For those of us working on behalf of the millions of Americans with kidney disease and kidney failure, it’s a proud fact that we’ve come such a long way in a relatively short period of time.
Before the “artificial kidney” was developed and introduced to the United States in the 1950s, patients died when their kidneys failed. Even after the arteriovenous shunt was created in 1960 — making routine hemodialysis possible — the lifesaving therapy was expensive, not covered by insurance, and rationed by committees of laypeople who effectively decided which patients would live and which would die.
Then, in 1972, Congress made an astounding and lasting commitment to Americans with kidney failure by developing the End Stage Renal Disease benefit under Medicare. By doing so, Congress said that kidney failure was no longer equal to a death sentence, and any American –—regardless of age –— could depend on Medicare for their dialysis care.
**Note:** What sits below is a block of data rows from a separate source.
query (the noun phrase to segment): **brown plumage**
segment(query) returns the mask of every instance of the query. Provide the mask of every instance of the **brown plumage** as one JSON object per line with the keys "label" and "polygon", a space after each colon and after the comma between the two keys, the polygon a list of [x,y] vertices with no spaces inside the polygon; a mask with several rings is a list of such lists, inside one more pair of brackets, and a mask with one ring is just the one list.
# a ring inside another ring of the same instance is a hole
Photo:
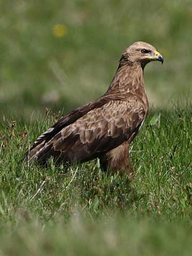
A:
{"label": "brown plumage", "polygon": [[133,173],[129,146],[148,112],[143,72],[163,58],[149,44],[136,42],[122,54],[106,92],[66,115],[26,153],[29,160],[81,163],[99,157],[103,169]]}

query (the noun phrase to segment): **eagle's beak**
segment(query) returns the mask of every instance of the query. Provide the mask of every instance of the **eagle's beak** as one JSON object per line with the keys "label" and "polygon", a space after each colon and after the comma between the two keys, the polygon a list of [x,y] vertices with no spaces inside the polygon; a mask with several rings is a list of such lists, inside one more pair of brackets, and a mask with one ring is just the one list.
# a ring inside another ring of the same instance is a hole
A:
{"label": "eagle's beak", "polygon": [[159,60],[159,61],[161,61],[162,63],[162,65],[163,65],[163,63],[164,61],[164,58],[163,58],[163,57],[162,56],[162,55],[159,53],[159,52],[158,52],[157,51],[155,51],[155,56],[154,57],[155,60]]}

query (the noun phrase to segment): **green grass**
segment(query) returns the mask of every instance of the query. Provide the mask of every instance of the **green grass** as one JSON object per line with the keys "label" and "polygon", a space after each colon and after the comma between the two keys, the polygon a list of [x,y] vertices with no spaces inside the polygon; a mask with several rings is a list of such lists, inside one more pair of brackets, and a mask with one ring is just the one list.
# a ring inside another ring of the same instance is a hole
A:
{"label": "green grass", "polygon": [[[191,1],[3,0],[0,8],[1,112],[30,116],[51,106],[66,113],[99,97],[122,52],[138,40],[164,57],[163,66],[146,68],[150,104],[171,107],[181,98],[185,105],[191,88]],[[67,27],[63,37],[53,33],[58,24]]]}
{"label": "green grass", "polygon": [[2,255],[190,255],[191,112],[150,114],[131,148],[133,181],[102,172],[97,160],[71,168],[51,160],[47,168],[29,165],[24,152],[57,117],[5,120]]}
{"label": "green grass", "polygon": [[[192,2],[2,0],[0,9],[0,255],[191,255]],[[134,180],[97,160],[24,163],[58,111],[106,91],[138,40],[164,63],[145,70],[154,108],[132,145]]]}

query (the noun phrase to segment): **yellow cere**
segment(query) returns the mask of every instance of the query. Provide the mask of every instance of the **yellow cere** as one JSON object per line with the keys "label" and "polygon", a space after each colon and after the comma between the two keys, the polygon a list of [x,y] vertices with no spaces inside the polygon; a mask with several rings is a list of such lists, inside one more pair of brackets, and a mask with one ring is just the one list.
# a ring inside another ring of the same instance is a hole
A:
{"label": "yellow cere", "polygon": [[64,24],[57,24],[53,27],[53,33],[56,37],[62,37],[67,32],[67,28]]}
{"label": "yellow cere", "polygon": [[160,54],[157,51],[155,51],[154,55],[150,56],[150,55],[146,55],[145,56],[145,58],[147,58],[147,59],[153,59],[154,58],[156,58],[157,56],[160,55]]}

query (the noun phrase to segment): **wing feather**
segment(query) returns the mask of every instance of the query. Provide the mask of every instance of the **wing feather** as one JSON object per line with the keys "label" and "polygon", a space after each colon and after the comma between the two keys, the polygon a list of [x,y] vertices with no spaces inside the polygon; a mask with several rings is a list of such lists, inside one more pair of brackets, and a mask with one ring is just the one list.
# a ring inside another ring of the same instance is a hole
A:
{"label": "wing feather", "polygon": [[135,98],[111,100],[62,127],[45,144],[49,152],[44,154],[43,147],[36,157],[44,159],[52,155],[77,162],[91,160],[128,140],[139,130],[144,116],[143,104]]}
More than 40 years later, the devastation of a kidney failure diagnosis is the same, but a community of passionate caregivers, patients, advocates and policymakers is more committed than ever to making sure quality treatment helps patients survive and thrive despite their illness.
A critical element of ensuring good outcomes, availability of care and quality of life, is good policy that keeps pace with the changing times.
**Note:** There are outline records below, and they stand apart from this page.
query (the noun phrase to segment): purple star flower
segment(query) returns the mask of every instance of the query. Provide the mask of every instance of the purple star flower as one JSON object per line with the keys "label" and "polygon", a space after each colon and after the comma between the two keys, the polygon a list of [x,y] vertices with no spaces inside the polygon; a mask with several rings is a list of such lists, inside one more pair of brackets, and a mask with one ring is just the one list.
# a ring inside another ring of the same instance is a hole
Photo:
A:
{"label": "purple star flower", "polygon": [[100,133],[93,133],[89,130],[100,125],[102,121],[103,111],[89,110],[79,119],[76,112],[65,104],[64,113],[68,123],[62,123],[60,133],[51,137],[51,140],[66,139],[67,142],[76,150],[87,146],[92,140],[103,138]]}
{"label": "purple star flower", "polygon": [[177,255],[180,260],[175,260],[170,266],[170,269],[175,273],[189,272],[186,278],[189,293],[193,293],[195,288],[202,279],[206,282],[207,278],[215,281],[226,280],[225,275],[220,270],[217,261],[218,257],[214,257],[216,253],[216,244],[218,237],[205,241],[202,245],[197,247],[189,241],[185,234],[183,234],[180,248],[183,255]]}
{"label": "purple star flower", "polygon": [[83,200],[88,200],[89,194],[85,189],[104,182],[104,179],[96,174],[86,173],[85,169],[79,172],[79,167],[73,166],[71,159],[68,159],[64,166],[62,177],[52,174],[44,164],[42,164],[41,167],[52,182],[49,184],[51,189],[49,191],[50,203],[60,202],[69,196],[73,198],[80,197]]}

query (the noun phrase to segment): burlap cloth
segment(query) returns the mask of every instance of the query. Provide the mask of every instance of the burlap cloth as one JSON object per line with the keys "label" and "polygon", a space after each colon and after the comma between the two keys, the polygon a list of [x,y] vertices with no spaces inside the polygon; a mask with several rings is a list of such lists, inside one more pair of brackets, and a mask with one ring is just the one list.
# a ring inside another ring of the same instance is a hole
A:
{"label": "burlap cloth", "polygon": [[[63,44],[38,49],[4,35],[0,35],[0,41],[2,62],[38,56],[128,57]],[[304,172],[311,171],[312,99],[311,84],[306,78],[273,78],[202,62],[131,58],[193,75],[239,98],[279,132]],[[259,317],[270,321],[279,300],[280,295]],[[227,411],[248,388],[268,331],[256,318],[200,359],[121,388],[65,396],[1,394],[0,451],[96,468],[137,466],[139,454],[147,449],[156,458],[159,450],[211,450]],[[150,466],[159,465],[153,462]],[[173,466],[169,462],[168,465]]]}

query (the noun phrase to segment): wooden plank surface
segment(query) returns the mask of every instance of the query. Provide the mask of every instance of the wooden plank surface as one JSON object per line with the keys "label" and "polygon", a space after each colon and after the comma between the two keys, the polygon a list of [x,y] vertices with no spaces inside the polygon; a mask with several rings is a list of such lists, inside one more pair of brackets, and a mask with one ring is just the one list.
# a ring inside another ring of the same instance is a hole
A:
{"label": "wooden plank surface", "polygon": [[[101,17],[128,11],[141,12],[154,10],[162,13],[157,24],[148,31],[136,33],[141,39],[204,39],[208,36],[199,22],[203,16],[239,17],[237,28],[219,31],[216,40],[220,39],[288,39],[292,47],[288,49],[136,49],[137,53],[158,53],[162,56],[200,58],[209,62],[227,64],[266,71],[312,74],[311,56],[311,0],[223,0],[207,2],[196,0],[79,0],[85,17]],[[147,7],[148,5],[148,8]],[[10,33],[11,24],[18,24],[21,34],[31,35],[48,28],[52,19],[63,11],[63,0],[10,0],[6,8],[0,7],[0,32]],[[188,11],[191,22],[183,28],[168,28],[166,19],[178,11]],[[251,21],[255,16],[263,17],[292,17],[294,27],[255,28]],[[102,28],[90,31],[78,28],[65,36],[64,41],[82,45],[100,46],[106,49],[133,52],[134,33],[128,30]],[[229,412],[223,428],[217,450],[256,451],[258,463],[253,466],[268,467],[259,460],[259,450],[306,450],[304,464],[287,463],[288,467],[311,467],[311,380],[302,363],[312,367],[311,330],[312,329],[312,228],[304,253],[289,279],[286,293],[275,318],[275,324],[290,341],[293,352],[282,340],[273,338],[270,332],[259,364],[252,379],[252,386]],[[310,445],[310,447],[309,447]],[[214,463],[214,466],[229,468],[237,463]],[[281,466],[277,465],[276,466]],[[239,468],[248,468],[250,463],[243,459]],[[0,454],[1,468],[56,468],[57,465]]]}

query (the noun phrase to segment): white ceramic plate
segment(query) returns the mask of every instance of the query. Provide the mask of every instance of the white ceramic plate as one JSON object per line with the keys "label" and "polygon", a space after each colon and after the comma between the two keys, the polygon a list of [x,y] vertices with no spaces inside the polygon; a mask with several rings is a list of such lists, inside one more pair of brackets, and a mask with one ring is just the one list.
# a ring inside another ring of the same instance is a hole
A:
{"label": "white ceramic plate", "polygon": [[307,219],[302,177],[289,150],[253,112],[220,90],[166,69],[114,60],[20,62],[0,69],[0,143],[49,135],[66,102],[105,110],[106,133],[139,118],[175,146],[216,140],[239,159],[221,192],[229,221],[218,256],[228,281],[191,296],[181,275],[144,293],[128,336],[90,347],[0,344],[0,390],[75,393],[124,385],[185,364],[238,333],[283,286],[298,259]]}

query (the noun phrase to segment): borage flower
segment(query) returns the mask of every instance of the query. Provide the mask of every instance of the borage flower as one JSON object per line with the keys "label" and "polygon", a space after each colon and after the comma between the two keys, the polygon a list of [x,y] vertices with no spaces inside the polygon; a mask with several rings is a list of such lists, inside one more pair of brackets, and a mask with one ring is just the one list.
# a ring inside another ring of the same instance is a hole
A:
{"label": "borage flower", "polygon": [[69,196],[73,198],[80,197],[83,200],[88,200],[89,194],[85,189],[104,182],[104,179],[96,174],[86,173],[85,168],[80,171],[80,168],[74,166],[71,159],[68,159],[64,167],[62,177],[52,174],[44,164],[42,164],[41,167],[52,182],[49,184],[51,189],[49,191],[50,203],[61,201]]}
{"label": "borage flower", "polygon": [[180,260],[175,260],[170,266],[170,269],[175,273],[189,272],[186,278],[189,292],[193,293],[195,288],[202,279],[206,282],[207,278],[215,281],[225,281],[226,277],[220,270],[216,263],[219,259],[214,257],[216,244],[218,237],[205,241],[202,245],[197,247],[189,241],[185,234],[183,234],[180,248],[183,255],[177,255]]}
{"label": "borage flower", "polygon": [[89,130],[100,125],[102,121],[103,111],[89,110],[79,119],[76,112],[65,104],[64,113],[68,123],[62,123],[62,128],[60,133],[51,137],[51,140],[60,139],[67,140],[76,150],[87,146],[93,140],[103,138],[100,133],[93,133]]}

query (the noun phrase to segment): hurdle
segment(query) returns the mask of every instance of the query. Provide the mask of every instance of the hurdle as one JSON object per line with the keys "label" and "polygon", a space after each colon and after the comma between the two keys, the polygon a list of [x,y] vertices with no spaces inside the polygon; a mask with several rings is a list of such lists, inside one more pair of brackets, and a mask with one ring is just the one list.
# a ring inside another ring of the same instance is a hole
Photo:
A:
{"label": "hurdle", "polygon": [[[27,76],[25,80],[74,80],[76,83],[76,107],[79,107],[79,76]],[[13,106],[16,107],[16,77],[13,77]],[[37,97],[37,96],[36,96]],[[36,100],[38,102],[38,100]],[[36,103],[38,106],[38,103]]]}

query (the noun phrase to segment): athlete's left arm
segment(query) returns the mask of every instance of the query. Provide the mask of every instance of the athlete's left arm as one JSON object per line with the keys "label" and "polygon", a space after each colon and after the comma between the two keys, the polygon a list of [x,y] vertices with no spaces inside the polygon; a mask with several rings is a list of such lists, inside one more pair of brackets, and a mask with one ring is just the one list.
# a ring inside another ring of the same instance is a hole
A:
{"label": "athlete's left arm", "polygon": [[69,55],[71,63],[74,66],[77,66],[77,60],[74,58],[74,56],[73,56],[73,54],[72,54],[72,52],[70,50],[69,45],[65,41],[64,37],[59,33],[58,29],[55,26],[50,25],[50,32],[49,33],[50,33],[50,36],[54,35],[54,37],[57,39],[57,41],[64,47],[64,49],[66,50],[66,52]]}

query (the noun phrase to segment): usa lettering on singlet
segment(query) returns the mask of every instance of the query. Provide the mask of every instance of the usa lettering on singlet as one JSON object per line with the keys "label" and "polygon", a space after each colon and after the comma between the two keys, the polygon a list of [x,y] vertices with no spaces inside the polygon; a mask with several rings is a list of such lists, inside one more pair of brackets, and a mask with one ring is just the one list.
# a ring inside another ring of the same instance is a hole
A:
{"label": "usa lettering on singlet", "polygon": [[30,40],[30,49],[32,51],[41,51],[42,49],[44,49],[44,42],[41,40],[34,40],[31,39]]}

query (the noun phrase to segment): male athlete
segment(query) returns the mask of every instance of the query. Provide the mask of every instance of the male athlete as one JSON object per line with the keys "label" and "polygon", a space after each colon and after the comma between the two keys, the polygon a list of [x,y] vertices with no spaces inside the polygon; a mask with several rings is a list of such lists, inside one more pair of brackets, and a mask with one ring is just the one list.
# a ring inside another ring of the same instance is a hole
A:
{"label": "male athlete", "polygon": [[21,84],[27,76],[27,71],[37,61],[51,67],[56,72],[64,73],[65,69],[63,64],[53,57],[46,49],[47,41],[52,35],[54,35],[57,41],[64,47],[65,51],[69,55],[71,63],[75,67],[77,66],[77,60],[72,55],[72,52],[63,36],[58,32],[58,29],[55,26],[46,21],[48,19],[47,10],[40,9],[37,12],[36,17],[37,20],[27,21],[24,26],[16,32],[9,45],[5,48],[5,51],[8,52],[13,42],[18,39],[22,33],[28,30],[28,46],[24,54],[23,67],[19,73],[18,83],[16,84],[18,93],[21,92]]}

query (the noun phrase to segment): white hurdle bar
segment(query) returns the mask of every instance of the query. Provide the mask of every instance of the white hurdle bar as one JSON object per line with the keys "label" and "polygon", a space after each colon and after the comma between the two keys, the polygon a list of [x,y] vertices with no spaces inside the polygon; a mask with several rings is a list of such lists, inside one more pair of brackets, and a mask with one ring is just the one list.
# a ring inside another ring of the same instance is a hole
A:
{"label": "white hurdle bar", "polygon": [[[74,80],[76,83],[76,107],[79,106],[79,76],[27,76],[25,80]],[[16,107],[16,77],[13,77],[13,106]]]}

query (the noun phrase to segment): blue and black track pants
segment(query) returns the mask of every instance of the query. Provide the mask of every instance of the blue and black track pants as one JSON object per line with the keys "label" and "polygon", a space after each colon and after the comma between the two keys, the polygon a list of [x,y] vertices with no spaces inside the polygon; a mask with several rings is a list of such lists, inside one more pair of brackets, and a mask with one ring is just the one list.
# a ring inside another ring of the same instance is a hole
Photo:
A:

The kidney community has come together in support of important legislation that, we think, will be another game changer in the history of kidney care. The Chronic Kidney Disease Improvement in Research and Treatment Act of 2014 would support solid clinical research, establish economic stability for the Medicare ESRD Program and, most importantly, improve patient care and treatment options.
The time to make these critical changes is now: a new study shows that 59 percent of all Americans are at risk for developing kidney disease in their lifetime. Another 135.8 million have, or are expected to develop chronic kidney disease during their lifetime. Fewer than 50 percent of people with Chronic Kidney Disease have even been properly diagnosed, making them extremely vulnerable to kidney failure.
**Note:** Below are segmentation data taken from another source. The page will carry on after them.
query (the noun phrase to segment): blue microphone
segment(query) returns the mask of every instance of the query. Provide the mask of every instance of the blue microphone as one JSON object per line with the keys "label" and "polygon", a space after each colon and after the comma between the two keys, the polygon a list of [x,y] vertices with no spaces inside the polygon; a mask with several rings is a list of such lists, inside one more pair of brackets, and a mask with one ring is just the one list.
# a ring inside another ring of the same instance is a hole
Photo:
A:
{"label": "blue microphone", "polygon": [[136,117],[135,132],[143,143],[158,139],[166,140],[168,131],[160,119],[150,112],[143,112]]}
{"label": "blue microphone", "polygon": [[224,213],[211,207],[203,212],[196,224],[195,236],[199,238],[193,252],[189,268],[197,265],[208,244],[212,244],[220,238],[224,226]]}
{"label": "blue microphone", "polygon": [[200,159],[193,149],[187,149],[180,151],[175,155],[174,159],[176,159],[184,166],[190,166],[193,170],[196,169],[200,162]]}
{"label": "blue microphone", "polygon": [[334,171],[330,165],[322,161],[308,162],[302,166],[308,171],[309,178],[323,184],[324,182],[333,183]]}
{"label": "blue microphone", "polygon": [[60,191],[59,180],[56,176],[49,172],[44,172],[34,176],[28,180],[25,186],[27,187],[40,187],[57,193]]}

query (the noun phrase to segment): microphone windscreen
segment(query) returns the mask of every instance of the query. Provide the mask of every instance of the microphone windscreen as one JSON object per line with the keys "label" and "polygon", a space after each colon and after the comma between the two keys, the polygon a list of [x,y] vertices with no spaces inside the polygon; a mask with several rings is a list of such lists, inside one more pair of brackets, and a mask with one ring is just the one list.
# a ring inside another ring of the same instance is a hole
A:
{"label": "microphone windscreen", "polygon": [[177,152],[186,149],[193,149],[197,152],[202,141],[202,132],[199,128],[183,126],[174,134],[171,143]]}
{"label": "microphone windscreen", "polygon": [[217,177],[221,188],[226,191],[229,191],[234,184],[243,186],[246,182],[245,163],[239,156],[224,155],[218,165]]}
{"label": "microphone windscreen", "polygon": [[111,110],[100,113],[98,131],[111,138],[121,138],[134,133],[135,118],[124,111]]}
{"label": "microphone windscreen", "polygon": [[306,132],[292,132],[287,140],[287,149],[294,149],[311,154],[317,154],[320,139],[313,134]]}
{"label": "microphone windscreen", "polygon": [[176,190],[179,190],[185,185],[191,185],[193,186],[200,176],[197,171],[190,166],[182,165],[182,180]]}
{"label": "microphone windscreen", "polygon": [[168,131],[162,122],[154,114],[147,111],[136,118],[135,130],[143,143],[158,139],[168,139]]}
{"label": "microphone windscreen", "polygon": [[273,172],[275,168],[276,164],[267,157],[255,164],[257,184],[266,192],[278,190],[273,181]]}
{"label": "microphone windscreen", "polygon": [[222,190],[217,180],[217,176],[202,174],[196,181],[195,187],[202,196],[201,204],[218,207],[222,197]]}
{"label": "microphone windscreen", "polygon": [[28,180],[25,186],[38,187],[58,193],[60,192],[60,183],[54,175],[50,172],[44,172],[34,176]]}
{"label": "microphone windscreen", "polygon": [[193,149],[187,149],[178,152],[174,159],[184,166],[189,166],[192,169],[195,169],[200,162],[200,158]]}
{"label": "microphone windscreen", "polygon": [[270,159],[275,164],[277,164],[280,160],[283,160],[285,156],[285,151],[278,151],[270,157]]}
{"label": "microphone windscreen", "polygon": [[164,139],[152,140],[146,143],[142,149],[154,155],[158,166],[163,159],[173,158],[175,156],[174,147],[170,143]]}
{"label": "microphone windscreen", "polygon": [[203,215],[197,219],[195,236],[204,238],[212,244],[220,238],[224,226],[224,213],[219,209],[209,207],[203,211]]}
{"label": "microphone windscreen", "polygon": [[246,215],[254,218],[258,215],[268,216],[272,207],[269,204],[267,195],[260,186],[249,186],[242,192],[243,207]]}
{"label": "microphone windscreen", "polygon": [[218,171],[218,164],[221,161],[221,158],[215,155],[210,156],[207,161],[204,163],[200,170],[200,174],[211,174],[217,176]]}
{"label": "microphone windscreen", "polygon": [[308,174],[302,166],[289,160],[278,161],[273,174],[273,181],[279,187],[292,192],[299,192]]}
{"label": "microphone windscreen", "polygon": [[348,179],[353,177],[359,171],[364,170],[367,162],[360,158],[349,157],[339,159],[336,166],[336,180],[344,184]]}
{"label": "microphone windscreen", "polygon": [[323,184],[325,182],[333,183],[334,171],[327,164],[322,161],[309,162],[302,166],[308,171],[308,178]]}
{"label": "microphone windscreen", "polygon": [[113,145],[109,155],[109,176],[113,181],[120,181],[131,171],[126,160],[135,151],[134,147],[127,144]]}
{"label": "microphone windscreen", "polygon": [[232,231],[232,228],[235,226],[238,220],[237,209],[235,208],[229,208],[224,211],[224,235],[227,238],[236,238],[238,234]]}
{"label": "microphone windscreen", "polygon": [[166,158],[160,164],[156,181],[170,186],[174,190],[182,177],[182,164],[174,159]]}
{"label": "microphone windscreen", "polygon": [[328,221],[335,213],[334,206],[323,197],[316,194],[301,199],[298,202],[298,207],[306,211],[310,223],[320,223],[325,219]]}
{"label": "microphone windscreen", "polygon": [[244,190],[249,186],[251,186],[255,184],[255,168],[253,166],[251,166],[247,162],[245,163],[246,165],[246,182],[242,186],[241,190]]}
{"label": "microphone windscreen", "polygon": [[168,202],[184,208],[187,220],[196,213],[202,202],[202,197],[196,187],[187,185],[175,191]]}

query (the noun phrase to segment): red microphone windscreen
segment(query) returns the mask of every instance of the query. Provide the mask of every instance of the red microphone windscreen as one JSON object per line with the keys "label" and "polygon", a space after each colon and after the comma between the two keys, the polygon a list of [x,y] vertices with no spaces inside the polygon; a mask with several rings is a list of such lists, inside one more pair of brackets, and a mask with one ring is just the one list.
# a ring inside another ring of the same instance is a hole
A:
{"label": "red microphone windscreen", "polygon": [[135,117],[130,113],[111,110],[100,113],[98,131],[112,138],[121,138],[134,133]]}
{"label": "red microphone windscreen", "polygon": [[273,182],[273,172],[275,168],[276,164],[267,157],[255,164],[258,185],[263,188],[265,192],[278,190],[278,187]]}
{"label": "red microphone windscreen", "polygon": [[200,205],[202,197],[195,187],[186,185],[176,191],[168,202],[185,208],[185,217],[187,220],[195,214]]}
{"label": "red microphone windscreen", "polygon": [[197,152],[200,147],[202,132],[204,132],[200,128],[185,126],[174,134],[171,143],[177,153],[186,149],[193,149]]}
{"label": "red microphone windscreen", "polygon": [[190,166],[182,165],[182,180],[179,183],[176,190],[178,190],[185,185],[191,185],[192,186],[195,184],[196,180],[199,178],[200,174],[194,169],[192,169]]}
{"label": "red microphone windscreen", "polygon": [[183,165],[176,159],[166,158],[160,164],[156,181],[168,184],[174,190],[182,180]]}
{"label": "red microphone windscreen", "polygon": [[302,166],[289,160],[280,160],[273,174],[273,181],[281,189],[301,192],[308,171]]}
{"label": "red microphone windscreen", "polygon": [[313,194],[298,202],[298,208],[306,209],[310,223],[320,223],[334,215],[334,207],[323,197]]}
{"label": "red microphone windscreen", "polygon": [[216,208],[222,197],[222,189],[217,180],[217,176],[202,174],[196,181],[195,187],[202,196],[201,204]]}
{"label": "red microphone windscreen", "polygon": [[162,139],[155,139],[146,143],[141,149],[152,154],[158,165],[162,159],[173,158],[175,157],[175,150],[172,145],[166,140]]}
The bill would support clinical research and patient education so that — hopefully — fewer Americans will progress from Chronic Kidney Disease to full-blown kidney failure. Knowledge is power, and advancing the care and treatment of patients relies on solid clinical research. Unfortunately, current research on kidney failure disease is terribly fragmented, and critical areas for research and examination that could save and improve lives are not being addressed.
Successful passage of this legislation would allow the Government Accountability Office to identify gaps in current research efforts and require an interagency committee to issue public reports that include a strategic plan and a portfolio analysis on research projects. And because kidney failure disproportionately affects minority populations, part of that research would, importantly, examine the social, behavioral, and biological factors leading to kidney disease and kidney failure, while aiming to develop methods to slow the progression of kidney disease and kidney failure in these populations.
Just as essential to the continued success of Medicare’s ESRD benefit — and the long term health of its patients — is maintaining a fiscally sound program that is responsible, sustainable and cost effective. The kidney community knows we can achieve this by adopting smart payment policies to ensure adequate reimbursement rates that properly reflect the costs of providing care services.